US Cyber Command warns organisations of critical vulnerability in Palo Alto Networks products

Foreign APTs will likely attempt to exploit the bug soon, it says

The US Cyber Command has issued an alert advising American organisations to immediately patch a critical vulnerability in Palo Alto Network's (PAN) firewall and corporate VPN products, which could enable remote hackers to bypass authentication and take full control of vulnerable systems.

"Please patch all devices affected by CVE-2020-2021 immediately, especially if SAML [Security Assertion Markup Language] is in use.
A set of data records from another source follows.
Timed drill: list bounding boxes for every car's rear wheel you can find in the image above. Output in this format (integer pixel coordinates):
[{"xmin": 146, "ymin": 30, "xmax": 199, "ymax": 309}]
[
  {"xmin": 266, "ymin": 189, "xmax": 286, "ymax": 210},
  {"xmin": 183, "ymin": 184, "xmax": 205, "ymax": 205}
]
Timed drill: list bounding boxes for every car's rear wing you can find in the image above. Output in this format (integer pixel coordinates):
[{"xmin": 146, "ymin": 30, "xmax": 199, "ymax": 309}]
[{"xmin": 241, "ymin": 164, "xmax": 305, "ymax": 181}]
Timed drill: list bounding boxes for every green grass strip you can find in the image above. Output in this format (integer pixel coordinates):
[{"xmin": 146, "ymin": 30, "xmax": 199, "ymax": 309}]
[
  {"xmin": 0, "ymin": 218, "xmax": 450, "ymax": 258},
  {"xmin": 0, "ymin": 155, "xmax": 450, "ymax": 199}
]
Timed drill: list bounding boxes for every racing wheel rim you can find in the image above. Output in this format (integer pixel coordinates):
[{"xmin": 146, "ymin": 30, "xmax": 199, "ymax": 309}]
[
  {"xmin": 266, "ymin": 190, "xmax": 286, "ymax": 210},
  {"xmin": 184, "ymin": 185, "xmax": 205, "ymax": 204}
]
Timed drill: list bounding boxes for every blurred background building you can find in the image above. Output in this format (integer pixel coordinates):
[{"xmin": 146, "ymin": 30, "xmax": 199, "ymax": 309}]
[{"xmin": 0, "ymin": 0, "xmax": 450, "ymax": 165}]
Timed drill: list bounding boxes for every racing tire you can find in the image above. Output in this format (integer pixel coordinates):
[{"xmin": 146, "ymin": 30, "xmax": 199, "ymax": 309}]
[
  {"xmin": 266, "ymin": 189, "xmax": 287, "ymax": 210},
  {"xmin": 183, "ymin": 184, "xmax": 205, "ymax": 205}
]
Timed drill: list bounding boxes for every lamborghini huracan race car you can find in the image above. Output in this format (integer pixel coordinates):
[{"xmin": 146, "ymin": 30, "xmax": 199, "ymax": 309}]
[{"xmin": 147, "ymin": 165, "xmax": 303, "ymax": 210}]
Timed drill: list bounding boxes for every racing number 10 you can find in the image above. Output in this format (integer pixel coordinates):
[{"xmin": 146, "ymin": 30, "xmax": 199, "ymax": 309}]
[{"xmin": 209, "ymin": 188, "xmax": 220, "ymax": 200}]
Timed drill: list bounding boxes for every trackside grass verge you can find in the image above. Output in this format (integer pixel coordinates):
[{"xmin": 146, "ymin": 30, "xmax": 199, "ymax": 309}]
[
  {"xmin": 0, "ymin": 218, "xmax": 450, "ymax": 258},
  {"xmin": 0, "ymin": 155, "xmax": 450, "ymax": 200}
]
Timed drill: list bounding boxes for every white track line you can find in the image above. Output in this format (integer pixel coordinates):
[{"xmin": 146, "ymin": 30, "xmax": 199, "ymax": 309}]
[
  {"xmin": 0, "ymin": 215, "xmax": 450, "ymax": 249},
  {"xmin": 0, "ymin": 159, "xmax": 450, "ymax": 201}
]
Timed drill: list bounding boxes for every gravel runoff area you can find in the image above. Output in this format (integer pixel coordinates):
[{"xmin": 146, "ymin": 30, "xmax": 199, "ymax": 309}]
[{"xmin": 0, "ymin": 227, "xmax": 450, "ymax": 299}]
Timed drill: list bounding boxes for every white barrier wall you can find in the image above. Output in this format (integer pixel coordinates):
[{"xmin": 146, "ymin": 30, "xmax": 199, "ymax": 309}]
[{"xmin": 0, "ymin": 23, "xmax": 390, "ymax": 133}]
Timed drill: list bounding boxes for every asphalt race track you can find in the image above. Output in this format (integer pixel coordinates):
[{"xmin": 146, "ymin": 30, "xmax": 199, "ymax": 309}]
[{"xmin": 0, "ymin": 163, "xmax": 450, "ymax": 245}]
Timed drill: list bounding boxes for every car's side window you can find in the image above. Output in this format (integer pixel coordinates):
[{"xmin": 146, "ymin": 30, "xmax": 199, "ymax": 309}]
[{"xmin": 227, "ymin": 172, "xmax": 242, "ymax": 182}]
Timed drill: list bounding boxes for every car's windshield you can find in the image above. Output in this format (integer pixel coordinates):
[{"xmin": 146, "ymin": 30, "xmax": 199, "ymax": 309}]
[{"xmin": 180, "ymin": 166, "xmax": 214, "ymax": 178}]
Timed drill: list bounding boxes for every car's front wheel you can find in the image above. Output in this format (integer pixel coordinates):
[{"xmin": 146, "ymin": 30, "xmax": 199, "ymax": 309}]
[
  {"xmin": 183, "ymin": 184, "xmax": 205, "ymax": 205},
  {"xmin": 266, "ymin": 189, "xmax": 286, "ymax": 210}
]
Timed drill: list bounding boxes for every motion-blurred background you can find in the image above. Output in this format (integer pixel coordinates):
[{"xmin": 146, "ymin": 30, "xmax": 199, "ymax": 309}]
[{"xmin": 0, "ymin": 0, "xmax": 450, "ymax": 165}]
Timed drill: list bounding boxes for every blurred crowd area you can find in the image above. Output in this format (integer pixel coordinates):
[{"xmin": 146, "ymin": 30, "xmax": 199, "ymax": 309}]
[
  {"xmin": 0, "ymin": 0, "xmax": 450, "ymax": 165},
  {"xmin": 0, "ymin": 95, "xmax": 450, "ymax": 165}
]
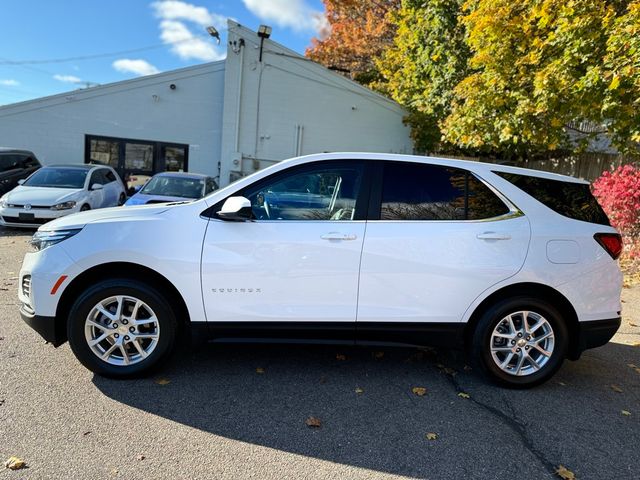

Foreign APTs [Advanced Persistent Threat groups] will likely attempt exploit soon," the US Cyber Command said on Monday.

The bug, indexed as CVE-2020-2021, is a 10-out-of-10 critical vulnerability which exists in the way how the PAN-OS software implements SAML.

On Monday, the company released security updates to fix the bug, as well as detailed workarounds to mitigate the risk.

According to PAN security advisory, CVE-2020-2021 could enable remote attackers to run arbitrary code on a vulnerable system without requiring a password, and then fully take control of the system. After that, hackers can leverage their presence to gain access to the rest of the network.

PAN said that the issue affects PAN-OS 8.1 versions earlier than PAN-OS 8.1.15, PAN-OS 9.0 versions earlier than PAN-OS 9.0.9; PAN-OS 9.1 versions earlier than PAN-OS 9.1.3; and all versions of PAN-OS 8.0 (EOL).

PAN appliances susceptible to this flaw are those that allow for SAML-based single sign-on. They include: PAN-OS next gen firewalls and Panorama web interfaces; GlobalProtect Portal; GlobalProtect Gateway; Authentication and Captive Portal; GlobalProtect Clientless VPN; and Prisma Access.

Hackers cannot exploit the bug if SAML is not used for authentication, the company said. Moreover, enabling the 'Validate Identity Provider Certificate' option in the SAML Identity Provider Server Profile will prevent hackers from exploiting the bug.

That means not all PAN-OS appliances are vulnerable to attacks by default as the settings for SAML and 'Validate Identity Provider Certificate' are not in the vulnerable configuration by default. They need to be manually changed by users to be set in that vulnerable configuration.

According to PAN, there is no evidence so far to suggest that hackers have been actively exploiting the bug.